Every war leaves its mark on the landscape, as anyone who has visited the artillery-pocked and trench-scarred fields of Northern France can tell you, even a century after the Battle of the Somme. Wars clearly leave their mark, too, on the people who fight in them, on the people who return. But a third and oft-missed way in which wars stay with us is in our language.
Booby trap, shell shock, police action, bikini, over the top, fubar (look it up), and goat rope are just some of my favorite things that have entered our language from military speak and either muddied how we use English or colorized it. Whether what the language absorbs from a war is useful, effective, slang, or obscurant euphemism depends a great deal on whether the political culture is processing the war in a healthy or unhealthy way. Which brings us to Iraq and to a week in which the political language of the Iraq War era has been violently abused and shoddily applied to Venezuela, where it just doesn’t belong.

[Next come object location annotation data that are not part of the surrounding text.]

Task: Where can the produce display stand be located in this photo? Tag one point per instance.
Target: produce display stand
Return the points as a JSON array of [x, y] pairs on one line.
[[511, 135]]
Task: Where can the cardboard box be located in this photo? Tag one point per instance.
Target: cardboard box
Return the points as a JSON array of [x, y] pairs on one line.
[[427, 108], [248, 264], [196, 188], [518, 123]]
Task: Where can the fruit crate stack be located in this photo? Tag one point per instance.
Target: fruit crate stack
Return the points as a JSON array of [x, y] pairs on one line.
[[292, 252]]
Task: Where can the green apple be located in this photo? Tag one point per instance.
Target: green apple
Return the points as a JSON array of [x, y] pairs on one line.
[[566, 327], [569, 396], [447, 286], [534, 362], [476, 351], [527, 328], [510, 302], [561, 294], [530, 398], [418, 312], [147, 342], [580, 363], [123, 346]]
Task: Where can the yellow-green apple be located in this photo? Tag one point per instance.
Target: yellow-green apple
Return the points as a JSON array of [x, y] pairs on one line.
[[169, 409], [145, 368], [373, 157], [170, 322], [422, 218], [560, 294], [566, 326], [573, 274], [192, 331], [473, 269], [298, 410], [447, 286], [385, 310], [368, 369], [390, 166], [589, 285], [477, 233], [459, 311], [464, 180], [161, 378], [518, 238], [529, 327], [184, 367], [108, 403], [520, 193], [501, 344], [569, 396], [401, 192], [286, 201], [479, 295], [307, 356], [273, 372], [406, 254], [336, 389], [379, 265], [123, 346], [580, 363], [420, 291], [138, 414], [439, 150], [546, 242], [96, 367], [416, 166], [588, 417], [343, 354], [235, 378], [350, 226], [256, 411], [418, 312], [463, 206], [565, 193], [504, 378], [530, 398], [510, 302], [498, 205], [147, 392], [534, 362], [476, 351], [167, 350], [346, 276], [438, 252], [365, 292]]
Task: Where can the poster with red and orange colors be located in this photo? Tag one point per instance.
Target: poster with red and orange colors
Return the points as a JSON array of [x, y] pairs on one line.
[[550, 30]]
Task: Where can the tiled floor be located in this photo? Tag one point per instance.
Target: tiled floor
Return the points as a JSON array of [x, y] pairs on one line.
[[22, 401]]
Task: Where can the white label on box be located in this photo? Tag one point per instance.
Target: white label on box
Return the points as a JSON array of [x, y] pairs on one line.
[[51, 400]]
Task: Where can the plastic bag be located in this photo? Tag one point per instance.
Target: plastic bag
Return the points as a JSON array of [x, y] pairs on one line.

Witness the once-internationalist Left, which decided en masse this past week to invoke terms such as “regime change” and “imperialism” promiscuously to describe the new American policy on Venezuela. Sen. Bernie Sanders, I-Vt., the Green Party’s Jill Stein, and a who’s who of the British far-left in an open letter in the Guardian could be found using these terms to justify standing against Western support for the tenuous, ongoing, potential overthrow of the nightmare Maduro regime. Rep. Ilhan Omar, the freshman Democrat from Minnesota, spent the week endorsing and being endorsed by Russian agitpropist Rania Khalek for casting developments in Venezuela as an American-led, right-wing “coup.”
What, exactly, were they describing with these terms? Not what they evoke. They evoke, with “regime change,” a major military operation to topple an Iraqi government. But they describe a policy of diplomatic recognition of the government of Juan Guaido and his Popular Will Party, which happens to be a member organization of the Socialist International, over the tyrant Maduro in light of popular protests aimed at ousting him.
They evoke, with “imperialism,” America’s Asian, Middle Eastern, and Latin American history of occupation and of supporting or installing friendly autocrats rather than allowing countries to self-determine. Yet what has happened in Venezuela was hardly a top-down Yanqui imposition; states from Argentina to Brazil to Costa Rica went the same way as Washington diplomatically at the same time.
“Coup?” This one is hardly worth combating. The military is among the only forces remaining loyal to Maduro — along with Russia and Omar.
History leaves its mark on our language. But our language also leaves its mark on our understanding of history. Misusing language in this way means, for the far-left, radically misinterpreting events.